87. NON OMNIS MORIAR

 L’Io è un Tizio che non deve morire. Magari conosciuto appena, di vista, come si dice, ma a cui auguriamo buona salute. Invece il soggetto dell’enunciazione simbolica, che dice qualcosa immaginando di sapere quello che dice, non sa proprio niente della morte, che è nata chissà quando con il soggetto, non per esso, per quanto se la raffiguri in ogni oggetto, l’Io compreso. Si sa che non appena nei sogni l’Io sta per morire c’è subito il risveglio. Alla “realtà” stessa, nata con quella morte che è rimasta appiccicata a tutti i suoi significati oggettuali, non si può credere, non del tutto almeno, ci vuole qualcos’altro.

 A questo proposito c’è un bellissimo Witz che a Trieste viene attribuito al vescovo della città ai miei tempi, Monsignor Santin, che l’avrebbe pronunciato dopo aver impartito qualche cresima, certo più a favore degli adulti presenti che dei ragazzi cresimandi: “E, ricordatevi! Tutti dobbiamo morire, forse anch’io…!”.

 Freud una volta citò Bernard Shaw nella lingua della praticità e del realismo: “Don’t try to live forever, you’ll not succeed”. Ma è proprio nel “luogo del linguaggio” che può verificarsi l’eccezione. Lo stesso Freud lo ammise con la speranza di ogni autore che spera di lasciare non poco di sé nei lettori postumi: disse che era l’unica forma di sopravvivenza che conosceva. Ma dopotutto si tratta di ciò che gli antichi chiamavano “fama”, poter parlarne.

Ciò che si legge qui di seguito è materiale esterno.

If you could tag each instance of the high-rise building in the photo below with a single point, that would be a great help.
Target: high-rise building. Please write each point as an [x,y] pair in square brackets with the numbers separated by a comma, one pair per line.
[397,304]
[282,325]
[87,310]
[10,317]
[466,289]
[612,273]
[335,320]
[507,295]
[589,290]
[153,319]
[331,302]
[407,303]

 Lacan qui fa un passo ulteriore, paradossale e vertiginoso come il passo di qualche profeta, lasciando intendere che nessuna parola va persa in quanto pertinente al senso (della struttura) e, allo stesso tempo, che nessuna parola può trasmettersi restando integra nel suo significato soggettivo in emissione. Lo dice in mille maniere, a cominciare dalla sua predilezione per il dire rispetto lo scrivere, con il corollario di non ritenersi un autore. Oltre a ricordare l’assunto del suo “Seminario sulla Lettera Rubata”, che ogni “lettera” arriva a destinazione, oppure la trasformazione dissipatoria dei significanti in tracce del Reale (che è l’assunto di “Lituraterra”), ricorderei la critica implicita alla fede di Freud non solo nella possibilità che un insegnamento si trasmetta integro ex post ma soprattutto nell’opportunità di credere che ciò possa avvenire anche in vita se ci si affida ai significanti di un discorso: vi corrispose la sua predilezione per i cosiddetti “matemi” al livello della significazione per ridurre il peso dell’immaginario nei significati. E anche l’oscillazione tra significato e senso nel gioco dell’emissione <>ricezione in ogni comunicazione umana.

 Solo apparentemente, in coda a una conferenza a Milano, smentì la sua diffidenza per ogni aletheia intesa come significato oltre che come senso, rispondendo allo psichiatra milanese che si lagnava di non capire un acca della sua prolusione: “Non si preoccupi, tra dieci anni tutto le sarà chiaro…”. Stessa risposta dette al genero che lo intervistava alla Televisione francese. Ed era già anziano.

 Nessuna contraddizione, le gocce che le nuvole mandano sulla terra non tornano tali e quali alle nuvole, ma tornano tutte. Le nostre parole tornano all’Altro che, “non consistendo”, non muore: animo, cari Soggetti, siete immortali! È l’Io il solo significato (od oggetto) del quale mettere in conto la morte. Tra i significanti invece il soggetto è tutto ciò che eravamo e ciò che saremo. Tra i nostri, di significanti.